# Cross-Referencing Datasets

Using the HSC SSP catalogue of objects with spectroscopic redshift estimates with a catalogue of objects that have been classified as stars, QSOs, galaxies, or unknown.

We will use these cross-referenced datasets as the basis for validating our Masked Image Modelling approach to developing meaningful embeddings of HSC images.

By creating `.csv` files with the RA, Dec, and redshift measurements of each object, we can then use this information to index into the HSV image data to create datasets of 64$\times$ 64 cutouts around each object.

In [1]:
import pandas as pd
import matplotlib.pyplot as plt
import numpy as np
import math
import h5py
import os
import sys
from scipy.spatial import cKDTree
import time

sys.path.append('../utils/')
from analysis_fns import normalize_images, display_images

### Load the classification data.

`cspec: {0:unknown, 1:star, 2:galaxy, 3:qso}`

In [2]:
class_labels = pd.read_parquet('/arc/projects/unions/catalogues/redshifts/redshifts-2024-05-07.parquet')
class_indices = {'unkown':np.nan, 'star':1, 'galaxy':2, 'qso':3}
class_labels

Unnamed: 0,ra,dec,cspec,zspec,zspec_err
0,24.837864,31.987288,2.0,0.373586,0.0
1,24.834875,32.031507,2.0,0.783066,0.0
2,24.291261,31.900061,1.0,0.000045,0.0
3,24.347372,31.805734,2.0,1.071963,0.0
4,24.270095,31.874742,2.0,0.812852,0.0
...,...,...,...,...,...
55225810,320.101000,-63.718700,,0.021837,0.0
55225811,13.091700,31.442220,,0.015593,0.0
55225812,118.893000,29.173060,,0.021234,0.0
55225813,133.058000,1.460280,,0.204486,0.0


### Remove duplicates in the catalogue.

In [3]:
def deg_to_cartesian(ra, dec):
    # Convert RA and DEC to radians for spatial indexing
    ra = np.radians(ra)
    dec = np.radians(dec)
    # Convert to Cartesian coordinates
    return np.cos(ra) * np.cos(dec), np.sin(ra) * np.cos(dec), np.sin(dec)

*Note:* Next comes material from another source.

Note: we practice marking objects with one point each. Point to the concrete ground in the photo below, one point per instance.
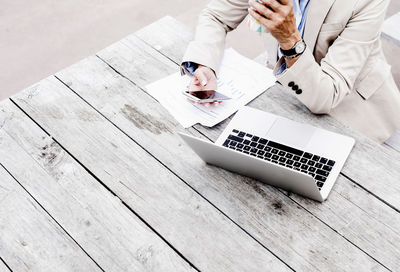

def create_kdtree(ra, dec):
    '''Function to create a KDTree for efficient spatial searches.'''
    # Convert to Cartesian coordinates for KDTree
    x, y, z = deg_to_cartesian(ra, dec)
    coords = np.vstack((x, y, z)).T
    return cKDTree(coords)

tolerance = 1/3600  # Tolerance in degrees
tolerance_rad = np.radians(tolerance)  # Convert tolerance to radians

In [4]:
# Create HSC KDTree to remove duplicates
hsc_kdtree = create_kdtree(class_labels['ra'].values, 
                           class_labels['dec'].values)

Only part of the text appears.